In an effort to evaluate the relative contributions of sequence, ion binding, and hydration to the thermodynamic stability of nucleic acids, we have investigated the melting behavior of a double hairpin and that of its component single hairpins. Temperature-dependent UV absorption and differential scanning calorimetry techniques have been used to characterize the helix-coil transitions of three deoxyoligonucleotides: d(GTACT5GTAC), d(GCGCT5GCGC), and d(GCGCT5GCGCGTACT5GTAC). The first two oligomers melt with transition temperatures equal to 28 and 69 degrees C, respectively, in 10 mM dibasic sodium phosphate at pH 7.0. The Tm's are independent of strand concentration, strongly indicating the presence of single-stranded hairpin structures at low temperatures.
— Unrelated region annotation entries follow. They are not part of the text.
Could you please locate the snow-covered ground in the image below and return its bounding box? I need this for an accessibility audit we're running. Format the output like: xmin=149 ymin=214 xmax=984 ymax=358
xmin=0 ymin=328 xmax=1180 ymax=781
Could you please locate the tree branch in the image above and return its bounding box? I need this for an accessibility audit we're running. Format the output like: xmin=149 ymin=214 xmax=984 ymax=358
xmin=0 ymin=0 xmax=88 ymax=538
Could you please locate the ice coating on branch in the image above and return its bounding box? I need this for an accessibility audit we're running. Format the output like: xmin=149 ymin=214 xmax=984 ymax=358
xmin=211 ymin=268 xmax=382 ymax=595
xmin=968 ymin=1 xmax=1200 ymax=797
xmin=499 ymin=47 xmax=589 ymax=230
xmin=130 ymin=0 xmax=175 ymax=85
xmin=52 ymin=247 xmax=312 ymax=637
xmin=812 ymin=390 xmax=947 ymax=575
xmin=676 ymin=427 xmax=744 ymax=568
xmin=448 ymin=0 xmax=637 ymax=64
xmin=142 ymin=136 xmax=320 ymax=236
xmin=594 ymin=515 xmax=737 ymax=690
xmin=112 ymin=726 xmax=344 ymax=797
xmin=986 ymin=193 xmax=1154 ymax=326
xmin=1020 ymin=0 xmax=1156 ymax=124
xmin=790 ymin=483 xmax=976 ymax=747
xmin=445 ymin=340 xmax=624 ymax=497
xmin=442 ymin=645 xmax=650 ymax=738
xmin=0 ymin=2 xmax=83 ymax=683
The third oligomer, with a sequence corresponding to the joined sequences of the first two oligomers, melts with two apparently independent monomolecular transitions with Tm's of 41 and 69 degrees C. These transitions correspond to the melting of a double hairpin. In the salt range of 10-100 mM in NaCl, we obtain average enthalpies of 24 and 38 kcal/mol for the transitions in the single-hairpin molecules. Each transition in the double hairpin has an enthalpy of 32 kcal/mol. In addition, dtm/d log [Na+] for the transitions are 4.1 and 4.7 degrees C for the single hairpins and 12.6 and 11.2 degrees C for each transition in the double hairpin. The differential ion binding parameter between the double hairpin and that of the sum of single hairpins is roughly equal to 1.1 mol of Na+ ions/mol of double hairpin and is consistent with an increase in the electrostatic behavior of the stem phosphates of this molecule.